Rabies is one of mankind’s long-feared diseases. And rightfully so: for centuries, a bite from a crazed, slavering animal was almost always a guarantee of a slow warping of the mind and a pained, gruesome demise. A death sentence.
I just recently finished reading about our long and tragic relationship with rabies in Rabid: A Cultural History Of The World’s Most Diabolical Virus by Bill Wasik and Monica Murphy, easily one of the finest non-fiction narratives on infectious diseases.
The husband-and-wife duo have synergistically joined forces as a journalist and public health veterinarian to write a witty and thorough telling of the history and cultural mythology of the virus and the animals that it infects, us included.
The book charts the earliest mentions of rabies treatment in ancient Greek and medieval Islamic medicine, and follows its manifestations in folklore, literature and cinema, and to its eventual taming in the development of Pasteur’s hard-won vaccine.
It’s a delightful read spanning the stories of Odysseus and American frontiersmen, of the Brontë sisters and Stephen King, and of Christian saints and vampire.
A hospitalized man is shown in restraints as he suffers from the final stages of the rabies infection, 1959. Image: CDC
Upon finishing the book, I felt that there appeared to be no aspect of our culture that this virus hasn’t played a role in infecting and transfiguring.

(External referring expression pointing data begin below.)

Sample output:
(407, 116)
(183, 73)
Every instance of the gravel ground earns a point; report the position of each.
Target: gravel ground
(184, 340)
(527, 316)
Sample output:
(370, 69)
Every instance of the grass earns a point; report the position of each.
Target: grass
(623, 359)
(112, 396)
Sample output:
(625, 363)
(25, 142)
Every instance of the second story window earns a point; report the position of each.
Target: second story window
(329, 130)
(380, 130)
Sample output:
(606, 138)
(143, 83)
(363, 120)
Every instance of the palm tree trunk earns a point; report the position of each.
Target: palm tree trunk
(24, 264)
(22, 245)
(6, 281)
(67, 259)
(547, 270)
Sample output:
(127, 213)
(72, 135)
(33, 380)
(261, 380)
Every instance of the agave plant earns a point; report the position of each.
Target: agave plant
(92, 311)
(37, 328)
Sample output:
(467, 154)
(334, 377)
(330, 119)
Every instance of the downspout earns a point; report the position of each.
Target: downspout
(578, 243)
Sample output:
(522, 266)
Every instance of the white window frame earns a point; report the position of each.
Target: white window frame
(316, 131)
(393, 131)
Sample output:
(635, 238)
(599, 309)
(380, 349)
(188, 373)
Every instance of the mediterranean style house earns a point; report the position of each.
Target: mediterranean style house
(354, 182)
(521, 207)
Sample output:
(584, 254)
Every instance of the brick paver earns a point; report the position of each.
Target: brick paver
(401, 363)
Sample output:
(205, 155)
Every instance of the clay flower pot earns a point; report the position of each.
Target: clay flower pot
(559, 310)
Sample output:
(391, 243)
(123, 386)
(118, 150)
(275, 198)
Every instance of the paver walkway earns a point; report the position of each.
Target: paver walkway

But the most intriguing aspect of the book is its brief sojourn into the development of some of our most historically endurable monsters: vampires, werewolves and zombies. The authors write,
Between the fifteenth and the eighteenth centuries, Europe gestated two enduring legends whose part-human, part-animal villains bite their victims, thereby passing along their own degraded conditions.
Rabies is a scourge as old as human civilization, and the terror of its manifestation is a fundamental human fear, because it challenges the boundary of humanity itself.
That is, it troubles the line where man ends and animal begins – for the rabid bite is the visible symbol of the animal infecting the human, of an illness in a creature metamorphosing demonstrably into that same illness in a person.